Matthew at CMU
My recent secondment from Cambridge to CMU really felt like coming home - I was working at CMU just one year before my secondment so I fit straight into the department and new exactly what to expect. That said, the visa situation was a bit different from when I was working at the university. I organised my secondment so it would last less than 90 days, therefore I would be eligible to enter the US on an ESTA. Because of other commitments I needed to take two trips outside of the US during the secondment. I had no problem entering the US the first two times, on the third times I had a few more questions at immigration about why I was coming to the US so often but no serious problems - I would recommend that if you are coming to the US on an ESTA that you enter as few times as possible.

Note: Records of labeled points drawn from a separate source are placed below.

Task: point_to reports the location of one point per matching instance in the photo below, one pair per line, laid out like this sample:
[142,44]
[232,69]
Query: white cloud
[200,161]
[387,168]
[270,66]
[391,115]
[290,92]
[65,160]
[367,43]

The problem myself and Dejan (with another collaborator Jeff Calder from the University of Minnesota) worked on concerned how many labelled data points one needs in order for Laplacian regularisation on graphs to be asymptotically well-posed. This was building on previous work of Dejan and myself where we considered the same problem but with the number of labelled data points fixed. This problem turned out to be harder than I expected (of course) but we made some nice progress. We weren't able to consider the problem in as much generality as I had hoped but we now have a result for the 2-Laplacian which I am in the process of writing up. We also had some nice insights into the behaviour of similar problems that aren't asymptotically well-posed. In particular, we thought about how the decision boundaries between classes behaves in the large data limit.
It was a lot of fun to work on a very specific problem intensely for a couple of months. There were some distractions - such as the machine learning reading group I engaged with - but mostly I was focussed on this problem and put other projects on hold. The trip was productive and we will write a paper on (at least what I consider to be) an interesting problem. And like any good research project we managed to create more problems than we solved.